On fault-mode phenomenon in no-insulation superconducting magnets: A preventive approach

Abstract

Here, we present experimental and analytical results of a preventive approach applied to a fault-mode phenomenon caused by electrodes or power-source failure in a no-insulation (NI) high-temperature superconducting REBa₂Cu₃O_7−x (REBCO, RE = rare earth) magnet. It is generally agreed that the NI magnets, at least those of laboratory scale, are self-protected from overheating and, therefore, from quenching, chiefly because of turn-to-turn current bypassing unique to NI. However, these NI magnets do experience unexpected quenches, e.g., when the current through the magnet suddenly drops due to the aforementioned fault-mode phenomenon.

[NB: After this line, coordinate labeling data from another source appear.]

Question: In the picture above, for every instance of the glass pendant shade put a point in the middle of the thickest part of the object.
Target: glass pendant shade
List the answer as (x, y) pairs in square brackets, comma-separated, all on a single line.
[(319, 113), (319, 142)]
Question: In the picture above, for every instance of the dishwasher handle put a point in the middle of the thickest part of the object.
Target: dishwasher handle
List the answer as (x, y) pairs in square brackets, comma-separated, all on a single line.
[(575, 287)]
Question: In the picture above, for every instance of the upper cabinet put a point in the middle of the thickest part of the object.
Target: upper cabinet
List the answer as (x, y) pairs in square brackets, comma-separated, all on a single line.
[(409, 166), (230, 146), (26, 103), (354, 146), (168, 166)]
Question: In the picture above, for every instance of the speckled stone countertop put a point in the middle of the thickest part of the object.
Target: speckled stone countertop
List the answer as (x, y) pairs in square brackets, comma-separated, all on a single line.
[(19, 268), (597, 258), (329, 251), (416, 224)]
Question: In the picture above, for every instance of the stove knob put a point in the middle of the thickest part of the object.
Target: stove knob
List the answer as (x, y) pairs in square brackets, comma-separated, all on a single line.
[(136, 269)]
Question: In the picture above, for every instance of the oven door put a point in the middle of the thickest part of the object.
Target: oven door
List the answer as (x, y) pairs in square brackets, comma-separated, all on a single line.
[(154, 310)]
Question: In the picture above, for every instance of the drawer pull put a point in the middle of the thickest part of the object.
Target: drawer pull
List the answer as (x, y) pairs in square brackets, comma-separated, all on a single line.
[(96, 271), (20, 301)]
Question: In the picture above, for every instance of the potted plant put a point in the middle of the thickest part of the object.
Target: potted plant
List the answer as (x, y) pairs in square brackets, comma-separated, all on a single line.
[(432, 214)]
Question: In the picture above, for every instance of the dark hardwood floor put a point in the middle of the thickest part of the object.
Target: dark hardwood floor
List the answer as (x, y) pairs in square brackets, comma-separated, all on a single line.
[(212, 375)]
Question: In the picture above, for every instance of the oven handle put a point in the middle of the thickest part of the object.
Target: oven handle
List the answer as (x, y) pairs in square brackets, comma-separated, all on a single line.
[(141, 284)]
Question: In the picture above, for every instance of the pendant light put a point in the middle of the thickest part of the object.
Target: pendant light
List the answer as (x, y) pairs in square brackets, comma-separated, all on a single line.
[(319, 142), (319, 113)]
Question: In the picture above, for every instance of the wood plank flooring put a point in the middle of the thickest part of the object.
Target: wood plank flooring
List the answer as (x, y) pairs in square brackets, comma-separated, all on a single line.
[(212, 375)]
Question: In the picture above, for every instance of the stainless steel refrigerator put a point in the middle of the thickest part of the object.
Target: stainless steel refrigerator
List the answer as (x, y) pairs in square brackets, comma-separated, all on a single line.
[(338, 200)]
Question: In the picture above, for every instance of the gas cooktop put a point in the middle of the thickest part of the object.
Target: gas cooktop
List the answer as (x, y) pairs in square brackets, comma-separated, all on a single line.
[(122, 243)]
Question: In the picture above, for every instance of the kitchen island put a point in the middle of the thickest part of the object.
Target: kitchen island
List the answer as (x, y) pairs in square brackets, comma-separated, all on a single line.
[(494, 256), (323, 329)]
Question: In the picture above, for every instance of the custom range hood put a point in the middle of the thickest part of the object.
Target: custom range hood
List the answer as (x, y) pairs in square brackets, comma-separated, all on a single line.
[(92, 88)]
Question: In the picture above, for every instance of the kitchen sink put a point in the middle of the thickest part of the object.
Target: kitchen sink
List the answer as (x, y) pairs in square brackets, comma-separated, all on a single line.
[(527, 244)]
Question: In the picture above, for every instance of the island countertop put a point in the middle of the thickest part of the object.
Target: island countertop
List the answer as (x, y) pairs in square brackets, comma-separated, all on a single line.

Here, we report this phenomenon of a sudden-discharging-triggered quench of an NI REBCO coil, conduction-cooled, and operated at 4.2 K. We also present our preventive approach for this phenomenon that relies on an appropriately designed resistor shunted across the coil terminals. With this shunt resistor, a quench was prevented by suppressing the quench initiating turn-to-turn heat and induced overcurrent within the NI winding, and the coil current decayed safely.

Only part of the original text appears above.